Thursday 29 September 2011

Drawing tools

I have had a few questions about what I use to draw with, so here it is. This is my small case for carrying anywhere just-in-case. 

It usually contains the same things. 

I have a propelling pencil. This carries 0.5 lead, soft lead though, usually 2B, with a pack of spare leads. It really is just for a few guide lines at the start of a picture. I do not like to get too hung up on precision with the pencil, better to commit to the pen line as soon as possible. It is a discipline that makes you focus more and stop messing with the sketch.

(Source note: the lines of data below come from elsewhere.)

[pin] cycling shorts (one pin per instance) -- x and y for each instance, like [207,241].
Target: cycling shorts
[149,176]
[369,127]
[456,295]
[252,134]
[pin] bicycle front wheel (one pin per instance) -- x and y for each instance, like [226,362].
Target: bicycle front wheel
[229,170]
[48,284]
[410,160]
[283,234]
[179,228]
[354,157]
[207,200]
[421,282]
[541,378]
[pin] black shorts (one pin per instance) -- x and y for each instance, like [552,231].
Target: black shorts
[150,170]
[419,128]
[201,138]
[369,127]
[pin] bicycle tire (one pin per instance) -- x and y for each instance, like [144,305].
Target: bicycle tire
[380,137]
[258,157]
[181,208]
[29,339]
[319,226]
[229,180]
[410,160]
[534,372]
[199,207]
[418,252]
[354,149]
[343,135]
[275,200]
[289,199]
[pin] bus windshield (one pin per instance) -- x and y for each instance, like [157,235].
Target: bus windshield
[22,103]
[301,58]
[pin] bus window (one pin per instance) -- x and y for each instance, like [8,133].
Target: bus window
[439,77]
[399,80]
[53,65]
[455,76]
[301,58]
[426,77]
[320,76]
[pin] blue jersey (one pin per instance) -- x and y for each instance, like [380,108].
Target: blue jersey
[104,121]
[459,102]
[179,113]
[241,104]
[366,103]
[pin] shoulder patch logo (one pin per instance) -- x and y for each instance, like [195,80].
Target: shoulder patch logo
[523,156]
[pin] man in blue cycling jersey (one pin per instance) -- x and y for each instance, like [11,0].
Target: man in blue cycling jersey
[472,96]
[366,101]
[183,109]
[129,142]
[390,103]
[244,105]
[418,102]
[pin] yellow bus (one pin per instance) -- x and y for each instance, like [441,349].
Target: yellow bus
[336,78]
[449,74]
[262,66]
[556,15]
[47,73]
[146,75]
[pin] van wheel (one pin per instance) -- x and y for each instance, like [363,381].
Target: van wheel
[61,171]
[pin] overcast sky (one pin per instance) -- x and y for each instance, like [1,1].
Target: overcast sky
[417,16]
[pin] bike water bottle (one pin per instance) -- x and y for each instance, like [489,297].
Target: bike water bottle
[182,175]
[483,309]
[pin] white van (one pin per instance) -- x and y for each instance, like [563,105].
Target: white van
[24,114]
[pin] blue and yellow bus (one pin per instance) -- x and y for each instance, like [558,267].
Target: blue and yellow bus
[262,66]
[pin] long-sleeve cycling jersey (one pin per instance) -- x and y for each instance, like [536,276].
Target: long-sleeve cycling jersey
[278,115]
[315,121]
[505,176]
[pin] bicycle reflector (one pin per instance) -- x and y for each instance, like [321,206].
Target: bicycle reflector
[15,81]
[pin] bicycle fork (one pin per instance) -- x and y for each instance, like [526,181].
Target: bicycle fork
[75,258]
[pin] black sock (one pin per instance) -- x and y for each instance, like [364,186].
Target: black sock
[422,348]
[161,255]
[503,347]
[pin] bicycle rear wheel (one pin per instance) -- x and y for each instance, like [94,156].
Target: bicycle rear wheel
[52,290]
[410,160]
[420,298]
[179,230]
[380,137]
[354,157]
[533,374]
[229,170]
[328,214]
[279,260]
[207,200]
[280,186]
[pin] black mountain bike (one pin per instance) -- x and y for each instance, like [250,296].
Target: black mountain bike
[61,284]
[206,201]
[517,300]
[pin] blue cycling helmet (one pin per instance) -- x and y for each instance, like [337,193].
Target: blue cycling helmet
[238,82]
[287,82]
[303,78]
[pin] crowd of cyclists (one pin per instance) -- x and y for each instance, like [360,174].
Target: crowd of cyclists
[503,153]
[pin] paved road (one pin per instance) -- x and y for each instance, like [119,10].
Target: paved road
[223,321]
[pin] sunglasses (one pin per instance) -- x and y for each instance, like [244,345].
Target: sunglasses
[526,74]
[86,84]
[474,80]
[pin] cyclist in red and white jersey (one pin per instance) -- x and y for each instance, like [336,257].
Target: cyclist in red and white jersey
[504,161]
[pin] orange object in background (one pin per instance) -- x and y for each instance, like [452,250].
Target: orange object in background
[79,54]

Most of my drawing is accomplished with a Pilot G-Tec-C4, black ink, 0.4 mm nib.

Having inked in some of the sketch I will use Letraset Pantone pens, usually Cool Greys, in three tones.

These ones are 2, 5 & 11; 11 being the darkest. After using the greys I often use graphite sticks to apply some texture to the shadows. This tends to work better if you have paper with a bit of texture to it. Flat paper is useless and water colour paper is too rough. The best thing I have found so far is paper made from left over unbleached cotton from the garment industry pressed flat and made into Sari sketchbooks, but most artists’ sketch books have a roughness to the paper. 

The Titan is good soft graphite while the Koh-I-Noor is harder but water soluble so you can smudge it with a wet finger. The knife is to trim the graphite’s.

One new thing I have found is the Pilot Parallel Pen.

 This is a bit like a calligraphy pen. It uses two flat plates for the nib with the ink passing between them. This gives a stable broad line that varies in thickness according to the angle of the pen and amazingly you can turn the nib on its side to use the corner for a very thin line. Great fun and very versatile, it was this pen that gave the tentacle picture that brush like line. 

Nice to have that technique in your pocket as a pen.